Trade in services is key in achieving the green transition. This report shows the role of services, and how they can contribute, with focus on the EU. However, there are barriers to trade in these services, barriers that the EU and the Member States should try to eliminate. Anna Graneli, trade policy adviser, tells more.
What is this report about?
The report is about services facilitating the green transition of the EU economy and the EU industrial ecosystems. The concept of industrial ecosystems has been introduced by the European Commission in the European industrial strategy as a key organizational and analytical tool. Now they are used in connection with several policy initiatives.

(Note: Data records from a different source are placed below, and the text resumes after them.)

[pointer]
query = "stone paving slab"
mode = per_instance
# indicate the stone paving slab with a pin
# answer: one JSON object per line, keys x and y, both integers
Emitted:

Based on the objectives of the European Green Deal, we identify a range of services that could be considered green services. These services contribute, either directly or indirectly, to making industrial ecosystems in the EU less carbon intensive, more circular and more protective of the natural environment. We illustrate how these services can contribute to addressing environmental challenges with examples from two ecosystems, namely the construction ecosystem and the energy-intensive industries ecosystem.
We also identify barriers to the free movement of green services on the Single Market and discuss how the nature of different barriers – their root cause – affects policy makers’ ability to address them.
Was there anything that surprised you along your research?
We were surprised that there were very few other studies that discussed the importance of services for the green transition in an EU context. There are several studies that analyse and exemplify the importance of services and trade in services for the climate transition – not least within the WTO context. However, very few studies take the broader objectives of the European Green Deal as a starting point.
What are the most important conclusions?
We conclude that services play a key role in achieving the green transition of the EU’s industrial ecosystems. However, barriers to the free movement of services on the Single Market risk slowing down the green transition. We also show that services can contribute in different ways. On the one hand, some services are of particular importance to the green transition of specific ecosystems. On the other hand, some services, such as waste services, business services and telecommunication services, provide vital input to the green transition of all ecosystems.
Another important conclusion is that many of the barriers reported by European companies stem from either EU regulation or national regulation. This means that there is room for the EU legislature as well as the Member State legislatures to take action to remove barriers affecting green services.
In which context do you think that this report is especially useful?
We think that the report may provide useful input to discussions within the EU on how the Single Market can contribute to the green transition. One example could be within the context of the so-called transition pathways. The transition pathways are a form of plans for the green and digital transition of each of the industrial ecosystems. The pathways are jointly created by the Commission and other stakeholders.
More generally, the report could also contribute to discussions on which actions the European Commission and the Member States should prioritize to achieve a well-functioning Single Market for green services.
What do you hope to achieve by publishing this report?
We hope that our report can contribute to a renewed focus on the importance of services in the Single Market agenda, by providing new arguments on the need for an increased level of ambition in removing barriers to the free movement of services.